Um Antropólogo em Marte

      O médico inglês Oliver Sacks é famoso pela habilidade com que relata a história de pacientes cujas vidas são impactadas por condições de saúde incomuns. Em Um Antropólogo em Marte (Companhia de Bolso, 2006), Sacks dá continuidade à sua celebrada carreira de escritor, iniciada com Enxaqueca (1970), detalhando os desafios diários enfrentados por sete indivíduos que possuem características especiais. Um deles é um pintor americano que, após sofrer um acidente automobilístico, passou a ver o mundo em preto e branco, apesar de perceber uma melhora na sua acuidade visual. Também há o incrível caso de outro pintor, o italiano Franco Magnani, nascido em 1934 na cidade de Pontito, próxima a Florença. Magnani é conhecido como “Um Artista da Memória” devido à sua capacidade de retratar detalhes de sua cidade natal sob praticamente qualquer ângulo. Uma visita ao site do pintor (http://francomagnani.com/default.aspx) revela a qualidade de sua obra. Até aqui, a história de Magnani não parece adequada para ser incluída em um livro que trata de condições médicas raras, afinal muitos artistas pintam muito bem utilizando apenas a memória fotográfica de algum objeto ou lugar.
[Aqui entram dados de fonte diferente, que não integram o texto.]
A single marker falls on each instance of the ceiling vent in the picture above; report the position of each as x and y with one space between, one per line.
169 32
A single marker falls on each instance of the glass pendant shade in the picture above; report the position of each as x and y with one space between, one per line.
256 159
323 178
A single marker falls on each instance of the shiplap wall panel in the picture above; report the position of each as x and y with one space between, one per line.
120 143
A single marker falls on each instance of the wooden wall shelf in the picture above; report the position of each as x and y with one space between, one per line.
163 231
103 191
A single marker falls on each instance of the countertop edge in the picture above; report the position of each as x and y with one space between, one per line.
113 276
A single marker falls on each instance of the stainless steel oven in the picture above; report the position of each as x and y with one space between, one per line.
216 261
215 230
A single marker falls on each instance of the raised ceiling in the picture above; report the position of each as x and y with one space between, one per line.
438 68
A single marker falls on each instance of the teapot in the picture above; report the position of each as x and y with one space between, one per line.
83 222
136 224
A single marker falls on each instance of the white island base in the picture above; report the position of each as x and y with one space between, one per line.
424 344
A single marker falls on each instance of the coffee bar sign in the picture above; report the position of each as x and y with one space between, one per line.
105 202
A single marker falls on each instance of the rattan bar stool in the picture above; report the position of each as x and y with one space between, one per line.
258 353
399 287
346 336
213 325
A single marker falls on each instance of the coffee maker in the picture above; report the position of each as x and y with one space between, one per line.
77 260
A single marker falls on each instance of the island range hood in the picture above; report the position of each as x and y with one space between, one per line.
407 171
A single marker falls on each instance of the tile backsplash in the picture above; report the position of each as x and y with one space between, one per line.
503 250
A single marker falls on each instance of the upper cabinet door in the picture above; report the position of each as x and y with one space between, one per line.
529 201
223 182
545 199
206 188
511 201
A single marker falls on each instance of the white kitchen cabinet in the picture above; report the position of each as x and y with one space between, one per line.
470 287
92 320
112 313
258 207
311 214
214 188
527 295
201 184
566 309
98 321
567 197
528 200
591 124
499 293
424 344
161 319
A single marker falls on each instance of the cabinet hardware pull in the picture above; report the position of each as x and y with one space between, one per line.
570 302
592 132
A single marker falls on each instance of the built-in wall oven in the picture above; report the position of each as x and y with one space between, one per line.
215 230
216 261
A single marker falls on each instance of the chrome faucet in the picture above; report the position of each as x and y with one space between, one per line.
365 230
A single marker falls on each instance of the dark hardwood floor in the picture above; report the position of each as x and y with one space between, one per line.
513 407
O fato extraordinário sobre o italiano é que ele deixou sua cidade natal em 1946, com 12 anos de idade, e em suas pinturas representava Pontito antes de 1943. Magnani parece ter ficado obcecado com a vida em sua cidade natal, e passou a retratá-la compulsivamente após ter sido internado em um sanatório nos Estados Unidos, país no qual escolheu viver após sair da Itália. Apesar de ter visitado Pontito algumas vezes após 1946, o artista sempre representava detalhadamente a cidade como ele a conhecia quando criança, no que parece um saudosismo bastante incomum.
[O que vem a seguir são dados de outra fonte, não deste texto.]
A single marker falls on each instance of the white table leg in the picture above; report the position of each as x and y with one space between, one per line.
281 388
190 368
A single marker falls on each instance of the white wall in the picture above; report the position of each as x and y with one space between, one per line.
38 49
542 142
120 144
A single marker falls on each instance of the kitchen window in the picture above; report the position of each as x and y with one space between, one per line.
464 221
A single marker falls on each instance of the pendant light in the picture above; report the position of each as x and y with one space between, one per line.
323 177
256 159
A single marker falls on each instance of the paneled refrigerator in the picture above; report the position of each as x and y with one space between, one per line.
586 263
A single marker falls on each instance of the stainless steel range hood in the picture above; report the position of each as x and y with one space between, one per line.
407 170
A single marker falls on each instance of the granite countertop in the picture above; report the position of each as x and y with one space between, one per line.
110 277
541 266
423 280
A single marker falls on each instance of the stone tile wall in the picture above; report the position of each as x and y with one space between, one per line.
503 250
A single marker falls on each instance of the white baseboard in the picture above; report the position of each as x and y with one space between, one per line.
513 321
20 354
      Entre os sete pacientes de Sacks, Temple Grandin é a mais conhecida no meio acadêmico. Grandin é doutora em Ciência Animal e professora na Colorado State University. Ela é uma das maiores especialistas em bem-estar animal do mundo, tendo percorrido diversos países para palestrar e assessorar governos e indústrias em questões relacionadas às condições de vida de animais de abate. Também escreveu livros de sucesso, como Na Língua dos Bichos (Rocco, 2006) e O Bem-Estar dos Animais (Rocco, 2010). Grandin desenvolveu novos aparatos para a lida com os animais de abate, como corredores de gado de formato distinto dos habituais, para que os animais sigam com maior conforto e menor estresse em direção aos veículos de transporte ou aos currais. Para desenvolver os corredores, Grandin utilizou uma técnica pouco convencional: ela própria caminhou por corredores tradicionais, tentando perceber que tipo de ruído, movimento ou formato de peças poderia causar sensações de mal-estar nos bois. Saber por antecedência como os animais reagirão sob determinadas condições é algo bastante complicado para qualquer estudioso do comportamento animal. E um cientista na condição de Grandin teria, teoricamente, ainda mais dificuldade para conseguir resultados satisfatórios nesse campo. Temple Grandin é autista, e é incapaz de perceber a maioria dos sentimentos de outras pessoas. Apesar disso, poucos têm a percepção que ela possui sobre os sentimentos de animais não-humanos.
      Assim como nas histórias narradas por Sacks em suas outras obras, os setes pacientes de Um Antropólogo em Marte têm algo em comum: eles demonstram a incrível capacidade humana de se adaptar e seguir a vida contra grandes adversidades. Ao término da leitura poderemos entender melhor a citação do biólogo evolucionista J.B.S. Haldane no começo da obra:

      O universo não é mais excêntrico do que imaginamos, mas mais excêntrico do que podemos imaginar.